A media business in 2025 should be able to do both successfully.

That doesn’t mean your revenue must be 50% direct and 50% sponsorships. It could be 80/20 or 70/30 in favor of one or the other.

But if you’re 99% or 90% sponsorships you're probably in a bad position.

Of course there are exceptions. This doesn't apply to everyone. But it does apply to most media/creator businesses that have started in the last 5 years.

Sponsorships are less sustainable.

  • You need to rely on another company to convert the traffic and leads you send to them into customers.

  • Or hope you get “brand” advertisers that are happy to throw money away.

  • Getting brand ad dollars is almost impossible unless you've already built a large and trusted brand yourself. (It’s worth aiming towards. But it takes time).

Newsletter sponsorships/ads are one of worst ways to sell.

  • I'm talking about what's often referred to as “primary ads”.

  • These are 50-100 word ads in the top 20-30% of your newsletter.
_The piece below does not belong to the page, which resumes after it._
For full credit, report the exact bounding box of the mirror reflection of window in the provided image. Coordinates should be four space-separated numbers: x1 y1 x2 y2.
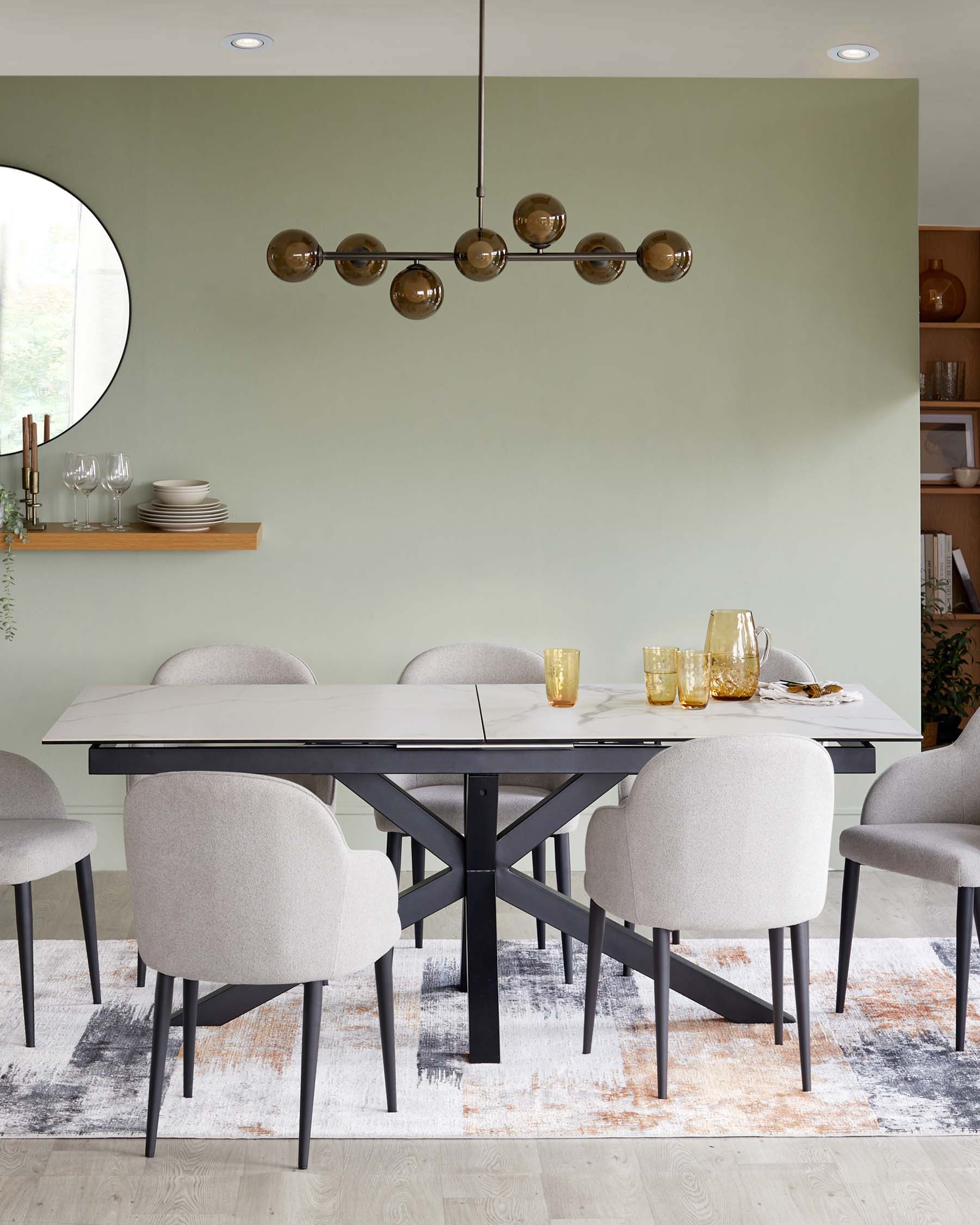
0 167 130 455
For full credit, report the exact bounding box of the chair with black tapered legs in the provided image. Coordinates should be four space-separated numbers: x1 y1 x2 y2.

  • They can sell. But not as well as dedicated emails, custom content, webinars, lead gen, and other marketing methods.

Businesses that drive most of their revenue from newsletter ads are hurting.

If that’s you, find better ways to sell for your sponsors. Think about yourself as a marketing partner or agency for the sponsor. Not just a publisher.

Offer services like:

  • Webinars

  • Sponsored social content

  • Custom content and advertorials

  • Lead generation (you create a lead magnet and promote it for the brand)

  • Dedicated marketing emails (only a handful per month to segments of your list)

  • And more (be creative)

Marketing services allow you to sell bigger packages at higher CPMs that SELL more for your sponsors. When you do that, sponsors pay more, renew more, and work with you longer.